To a much greater extent than today, flowers were viewed not merely as objects of delight but as things to be used. Southernwood soothed fevers and wounds; wormwood repelled fleas and was recommended as a cure for stomach ache; mugwort was used to flavor brews and wines; tansy, when not repelling ubgs, was used to flavor cakes, omelettes and sauces; and marigold, written in medieval records as St. Mary's Gold, had not only the virtue of association with the Blessed Virgin Mary, but the ability to act as an antidote to pestilence and painful stings.
While some things have changed, others have not. Rosemary was used as a medieval hair conditioner just as it is today. And the ladies of pre-Clairol England were no more content than their present day counterparts to let their hair remain its natural color. Leeks, walnut shells and saffron were used to dye medieval locks, though the latter must have been used only by the very rich since saffron was as expensive then as it is now. The medievals, with the same tendency we have todlay of attributing virtues to the costly, held that saffron made people happy, so much so that one or two people were said to have died of laughter after taking it. (The only death ever actually laid to the spice was that of a German who was burnt to death when he was found to have sold saffron in an adulterated form -- a kind of consumer action frowned upon today.)
Everyone who could find a plot of land had a garden, whether it was simply a small patch to grow the ubiquitous onions, leeks, garlic and beans or extensive enough to hold a vineyard, though even then those who could afford it preferred to import their wines from France.
An account book shows a 13th-century householder stocking up for the planting season by buying one new spade and one new hoe, and the carnation (known then as the gilly-flower or sops-in-wine) still edges the garden path, but despite such constancy, the English garden has not come through the years unchanged.
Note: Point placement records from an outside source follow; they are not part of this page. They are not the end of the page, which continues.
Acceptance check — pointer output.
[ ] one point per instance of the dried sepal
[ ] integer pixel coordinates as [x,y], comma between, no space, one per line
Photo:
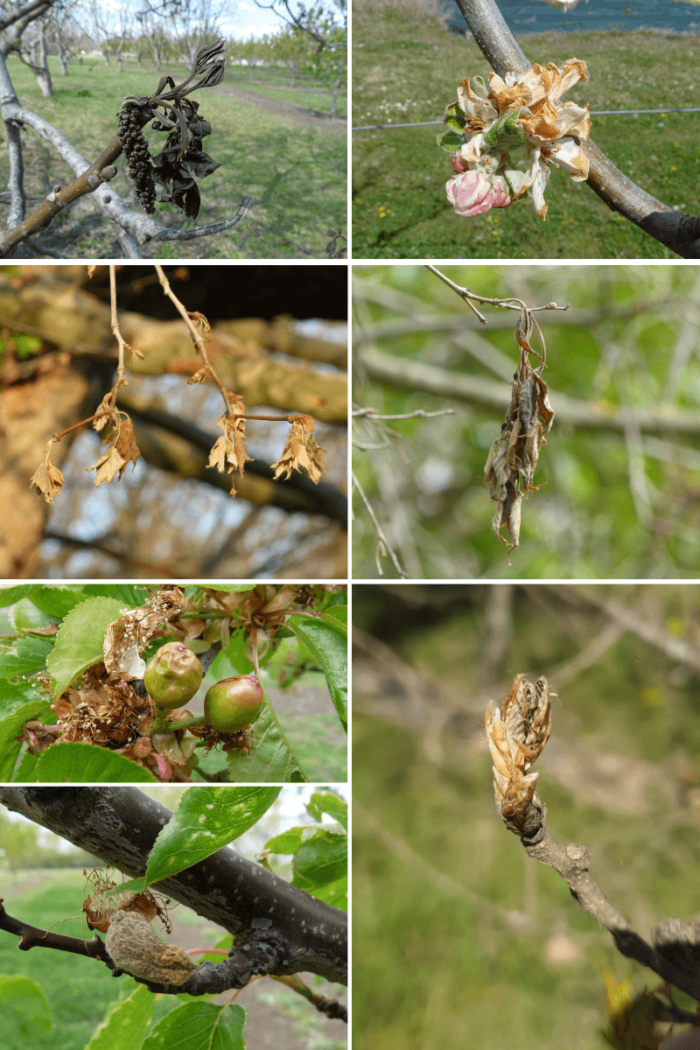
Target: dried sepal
[301,450]
[512,459]
[229,450]
[47,479]
[517,732]
[123,449]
In The Pleasure Garden, Anne Scott-James and Osbert Lancaster trace the fashions in gardening, showing how the practical and cloistered gardens of the Middle Ages gave way to the Tudor preference for such frivolities as the knot garden, designs picked out in plants, sand or gravel. Simple turf seats and flower arbors were forced to share space with an excess of statuary, fountains and mounts. And nothing amused the wealthy landowner more than to catch his guests with the water surprise, a booby trap which drenched the unsuspecting. By the end of the 17th century, the English garden had fallen under the influence of the French style, formal vistas extending over such a distance that one landholder enlisted his neighbors and his neighbors' land to complete his grand design.
The reaction to so much formality was to return to the "natural" landscape, as interpreted by landscape architects whose widly romantic notions led them to include partially ruined temples and an occasional hermitage. Scott-James points out that the task of finding and interviewing hermits for the position could not have been easy.
Amusingly illustrated by Lancaster and written with a light touch, The Pleasure Garden is a good introduction to the history of the English garden. Medieval English Gardens is much more specialized, a book for the ardent gardener or historian. For them lies the comfort of knowing we are not the first generation to be duped by claims for wonder fertilizers. In the 15th century, one writer was promising that if you sprinkled your peach tree with goat's milk, lo and behold, it would bear pomegranates.